Sir Bertram Blakiston Cubitt (20 August 1862 – 23 September 1942) was a civil servant in the British War Office.

==Origins==

Bertram Cubitt was the eldest son of Major Frank Astley Cubitt and his wife Bertha, daughter of Captain Thomas Blakiston of the Royal Navy. The family resided at Thorpe Hall in Norwich, with an estate at Fritton, near Yarmouth. His father came from a family of rural gentry, and had attended Rugby and Jesus College, Cambridge before entering the Army in 1853. He saw service in the Indian Mutiny before returning to England, and retired from the Army in 1889. He later served as a Justice of the Peace and chair of the local district council. Cubitt's youngest brother, Thomas, also joined the Army, rising to command a division during the First World War and finishing his career as Governor of Bermuda.

==Career==

Cubitt was educated at Rugby School. He matriculated in 1881 at Balliol College, Oxford, from which he graduated in 1885. He joined the War Office in 1886. From 1890 to 1891 he was Acting Assistant Private Secretary to Edward Stanhope, Secretary of State for War, and from 1896 to 1898 he was Private Secretary to St John Brodrick, Under-Secretary of State for War. He was appointed Assistant Under-Secretary of State in 1914 and held the post until his retirement in 1926.

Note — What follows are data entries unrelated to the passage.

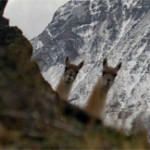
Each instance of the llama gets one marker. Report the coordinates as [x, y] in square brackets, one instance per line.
[97, 99]
[64, 87]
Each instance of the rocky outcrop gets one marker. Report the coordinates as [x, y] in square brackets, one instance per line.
[31, 114]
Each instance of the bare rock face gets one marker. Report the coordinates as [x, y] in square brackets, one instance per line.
[91, 30]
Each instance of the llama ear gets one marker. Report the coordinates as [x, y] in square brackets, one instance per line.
[67, 60]
[80, 65]
[105, 62]
[118, 66]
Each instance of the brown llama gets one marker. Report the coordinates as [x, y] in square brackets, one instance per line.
[65, 84]
[96, 101]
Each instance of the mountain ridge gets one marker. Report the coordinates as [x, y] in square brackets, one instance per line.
[90, 31]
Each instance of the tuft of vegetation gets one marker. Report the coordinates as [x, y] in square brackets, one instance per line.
[31, 114]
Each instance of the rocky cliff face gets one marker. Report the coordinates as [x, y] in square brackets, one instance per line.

Cubitt was appointed Companion of the Order of the Bath (CB) in 1911 and Knight Commander of the Order of the Bath (KCB) in the 1920 New Year War Honours.

Cubitt was a member of the Bath and County Club. His funeral was held at Golders Green crematorium on 27 September 1942.

==Family==
Cubitt married Leila Leslie, the daughter of William Norman Leslie, an officer in the Gordon Highlanders, in 1899. The couple had two sons, John and Alan.